Aaron Harang – 7 IP, 1 ER, 9 Ks. Looks like the ugly 2008 that’s in his rearview mirror is not closer than it appears.
Scott Kazmir – 4 1/3 IP, 7 ER. The A’s’s offense is terrible and they’re worse against lefties, batting .198 on the season. Further, the Rays bullpen stepped in and only gave up one hit in the last 4 and two-thirds of the game. I’m benching Spaz until further notice. In 10 team leagues, I could see dropping him.
Yovani Gallardo – 5 IP, 6 ER. After having his last start shortened because of rain, he looked rusty. Rain will do that.
Jorge De La Rosa – 3 2/3 IP, 7 ER. ¡Naranjas en la cabeza! That great control George of the Rose showed was gone and so was all his promise.
Matt Harrison – 5 IP, 5 ER. Apparently it was a bad night to be a crappy pitcher.
Javier Vazquez – 5 IP, 0 ER. Hey, Bobby Cox has been reading Razzball! He dropped a preemptive strike on Javy’s One Bad Inning Syndrome™ by removing him in the fifth after 71 pitches.
Ervin Santana – 6 1/3 IP, 1 ER. Much better start obviously and a good opportunity for you to trade him away.
Kevin Kouzmanoff – HR yesterday.

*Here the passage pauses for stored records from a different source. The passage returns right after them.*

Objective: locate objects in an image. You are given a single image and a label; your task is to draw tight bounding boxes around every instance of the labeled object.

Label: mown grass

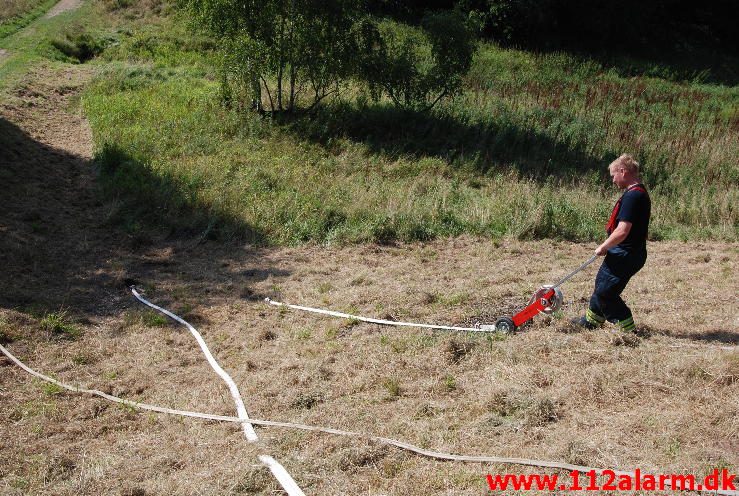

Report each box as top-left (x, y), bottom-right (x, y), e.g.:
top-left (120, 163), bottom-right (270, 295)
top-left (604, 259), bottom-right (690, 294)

top-left (0, 0), bottom-right (59, 39)
top-left (78, 2), bottom-right (739, 244)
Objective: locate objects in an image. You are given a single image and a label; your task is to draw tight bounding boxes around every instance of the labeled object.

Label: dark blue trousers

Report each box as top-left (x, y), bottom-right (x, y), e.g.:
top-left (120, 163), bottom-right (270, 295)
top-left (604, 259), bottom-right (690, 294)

top-left (590, 246), bottom-right (647, 323)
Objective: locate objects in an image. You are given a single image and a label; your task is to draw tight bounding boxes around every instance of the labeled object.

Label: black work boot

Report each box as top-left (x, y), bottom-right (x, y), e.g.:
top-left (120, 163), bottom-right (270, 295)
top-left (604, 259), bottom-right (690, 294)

top-left (570, 317), bottom-right (597, 330)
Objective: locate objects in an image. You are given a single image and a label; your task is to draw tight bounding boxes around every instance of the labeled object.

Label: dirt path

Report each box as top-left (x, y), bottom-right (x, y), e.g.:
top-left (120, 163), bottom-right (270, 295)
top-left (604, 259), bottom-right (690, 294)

top-left (0, 57), bottom-right (739, 496)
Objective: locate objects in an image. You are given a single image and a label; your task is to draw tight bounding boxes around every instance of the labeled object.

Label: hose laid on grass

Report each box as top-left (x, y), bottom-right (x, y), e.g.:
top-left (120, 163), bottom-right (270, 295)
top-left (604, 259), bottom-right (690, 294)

top-left (264, 298), bottom-right (495, 332)
top-left (0, 345), bottom-right (739, 496)
top-left (131, 286), bottom-right (305, 496)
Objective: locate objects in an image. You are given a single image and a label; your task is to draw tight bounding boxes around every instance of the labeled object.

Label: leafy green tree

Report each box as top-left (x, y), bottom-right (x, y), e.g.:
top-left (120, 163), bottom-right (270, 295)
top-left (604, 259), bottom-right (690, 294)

top-left (358, 11), bottom-right (476, 111)
top-left (185, 0), bottom-right (364, 111)
top-left (182, 0), bottom-right (475, 111)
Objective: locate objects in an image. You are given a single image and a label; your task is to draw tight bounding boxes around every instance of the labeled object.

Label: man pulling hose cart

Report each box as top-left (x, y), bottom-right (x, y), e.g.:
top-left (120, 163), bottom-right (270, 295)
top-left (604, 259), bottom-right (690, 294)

top-left (572, 154), bottom-right (652, 332)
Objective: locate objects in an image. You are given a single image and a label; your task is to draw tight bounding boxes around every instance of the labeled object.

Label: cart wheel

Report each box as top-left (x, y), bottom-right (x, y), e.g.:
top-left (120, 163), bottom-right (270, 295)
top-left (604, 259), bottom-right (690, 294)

top-left (495, 317), bottom-right (516, 334)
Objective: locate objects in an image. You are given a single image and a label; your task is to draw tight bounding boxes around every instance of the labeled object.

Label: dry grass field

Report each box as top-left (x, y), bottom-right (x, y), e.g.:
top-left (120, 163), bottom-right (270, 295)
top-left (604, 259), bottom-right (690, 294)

top-left (0, 44), bottom-right (739, 496)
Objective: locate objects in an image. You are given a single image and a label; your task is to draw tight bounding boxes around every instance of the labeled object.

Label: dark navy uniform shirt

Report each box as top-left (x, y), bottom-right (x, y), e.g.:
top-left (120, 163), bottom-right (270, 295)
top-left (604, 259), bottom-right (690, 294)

top-left (616, 184), bottom-right (652, 252)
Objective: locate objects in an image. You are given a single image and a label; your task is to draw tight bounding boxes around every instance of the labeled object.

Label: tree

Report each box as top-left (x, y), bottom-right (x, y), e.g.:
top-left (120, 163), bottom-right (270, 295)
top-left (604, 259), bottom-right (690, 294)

top-left (183, 0), bottom-right (475, 111)
top-left (185, 0), bottom-right (363, 111)
top-left (358, 11), bottom-right (476, 111)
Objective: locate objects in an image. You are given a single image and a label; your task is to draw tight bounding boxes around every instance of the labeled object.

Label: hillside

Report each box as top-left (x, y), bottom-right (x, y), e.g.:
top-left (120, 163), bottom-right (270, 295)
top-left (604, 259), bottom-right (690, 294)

top-left (0, 2), bottom-right (739, 496)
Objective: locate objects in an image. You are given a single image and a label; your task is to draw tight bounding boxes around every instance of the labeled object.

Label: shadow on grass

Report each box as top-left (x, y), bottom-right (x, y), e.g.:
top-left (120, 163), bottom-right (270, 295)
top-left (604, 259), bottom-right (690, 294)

top-left (666, 329), bottom-right (739, 345)
top-left (96, 144), bottom-right (267, 246)
top-left (283, 102), bottom-right (617, 182)
top-left (0, 115), bottom-right (278, 322)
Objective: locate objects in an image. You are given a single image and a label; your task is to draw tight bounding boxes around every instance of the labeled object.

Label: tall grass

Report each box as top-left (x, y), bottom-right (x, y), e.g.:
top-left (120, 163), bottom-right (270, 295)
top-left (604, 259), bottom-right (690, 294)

top-left (83, 8), bottom-right (739, 244)
top-left (0, 0), bottom-right (58, 40)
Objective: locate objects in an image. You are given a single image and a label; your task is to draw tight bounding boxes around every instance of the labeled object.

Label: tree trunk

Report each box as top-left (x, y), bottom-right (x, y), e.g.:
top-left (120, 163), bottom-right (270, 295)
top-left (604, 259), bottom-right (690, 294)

top-left (288, 0), bottom-right (295, 112)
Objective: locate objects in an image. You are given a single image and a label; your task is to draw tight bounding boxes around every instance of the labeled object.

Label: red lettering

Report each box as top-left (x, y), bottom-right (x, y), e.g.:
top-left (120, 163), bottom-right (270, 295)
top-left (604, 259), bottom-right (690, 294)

top-left (618, 475), bottom-right (631, 491)
top-left (601, 470), bottom-right (616, 491)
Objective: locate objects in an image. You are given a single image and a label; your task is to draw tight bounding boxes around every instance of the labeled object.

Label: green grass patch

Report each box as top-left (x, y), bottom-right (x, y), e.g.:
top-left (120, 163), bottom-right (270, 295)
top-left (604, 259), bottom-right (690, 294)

top-left (76, 8), bottom-right (739, 245)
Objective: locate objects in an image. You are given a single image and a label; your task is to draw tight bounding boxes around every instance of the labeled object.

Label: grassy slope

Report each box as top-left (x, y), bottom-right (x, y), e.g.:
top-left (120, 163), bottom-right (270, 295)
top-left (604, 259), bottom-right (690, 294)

top-left (78, 2), bottom-right (739, 244)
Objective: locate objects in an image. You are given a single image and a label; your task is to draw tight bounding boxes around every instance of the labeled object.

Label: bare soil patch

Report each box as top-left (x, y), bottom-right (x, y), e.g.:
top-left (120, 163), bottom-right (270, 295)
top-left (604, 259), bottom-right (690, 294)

top-left (0, 66), bottom-right (739, 496)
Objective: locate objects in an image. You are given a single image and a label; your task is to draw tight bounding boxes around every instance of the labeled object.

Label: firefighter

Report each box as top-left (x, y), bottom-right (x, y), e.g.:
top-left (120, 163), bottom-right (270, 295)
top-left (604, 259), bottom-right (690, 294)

top-left (572, 154), bottom-right (651, 332)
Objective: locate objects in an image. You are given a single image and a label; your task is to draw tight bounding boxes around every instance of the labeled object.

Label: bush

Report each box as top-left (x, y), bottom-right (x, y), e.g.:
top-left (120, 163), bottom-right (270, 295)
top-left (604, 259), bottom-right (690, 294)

top-left (357, 12), bottom-right (476, 110)
top-left (49, 32), bottom-right (109, 64)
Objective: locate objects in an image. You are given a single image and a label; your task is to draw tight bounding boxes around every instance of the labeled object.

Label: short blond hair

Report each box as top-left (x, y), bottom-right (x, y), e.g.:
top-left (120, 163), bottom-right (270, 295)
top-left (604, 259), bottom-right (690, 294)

top-left (608, 153), bottom-right (639, 174)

You look at his season numbers and you think blech, but he’s been good of late. If you need a corner, he’s worth a shot.
Paul Konerko – Two games, two homers. Another corner guy that is currently hot.
Philip Hughes – 5 IP, 3 ER, 9 Ks vs. the Orioles. Last start was 5 IP and 3 ER too. Start before that, he gave up eight earned in one and two-thirds to the Orioles. Oh, and Wang’s up on Friday. Confused yet? Yeah, me too.
Nolan Reimold – HR yesterday off Mo Rivera. Now we’re cooking with gas. If Reimold gets hot, you might be able to ride him for a week or two then sell him high.
Wilkin Ramirez – HR yesterday as he filled in for Clete Thomas against a lefty. I know I mentioned this before, but this is really comical to me (which is to say boring and not actually comical), but Leyland hit Wilkin third because that’s where the guy he was replacing was hitting who was only hitting third because he was replacing the three hole hitter. So can anyone manage the Tigers now that we have a set lineup card? Did Leyland misplace his blank lineup cards and he’s Xerox’ing? Seriously, this is mind boggling.
Brad Ziegler – Got the save yesterday. I think this was because Bailey threw 44 pitches the day before. But it shows us that Ziegler isn’t completely out of the picture.
David Ortiz – Someone located their stash of HGH. Trade. Him. Now.
Chris Carpenter – 5 IP, 0 ER. Exactly what you should hope for every time out. Pray they don’t try and throw him more than 100 pitches for at least two months.
Daniel Murphy – Was assigned the Mets 1st baseman job vs. righties as he makes his first start there. Trial by fire, you say! I say, who cares? This does nothing for his value. Sheffield should see more time too. Doesn’t really get me that excited about him either.
Jose Reyes – Aggravated his calf. PETA will be paying him a visit.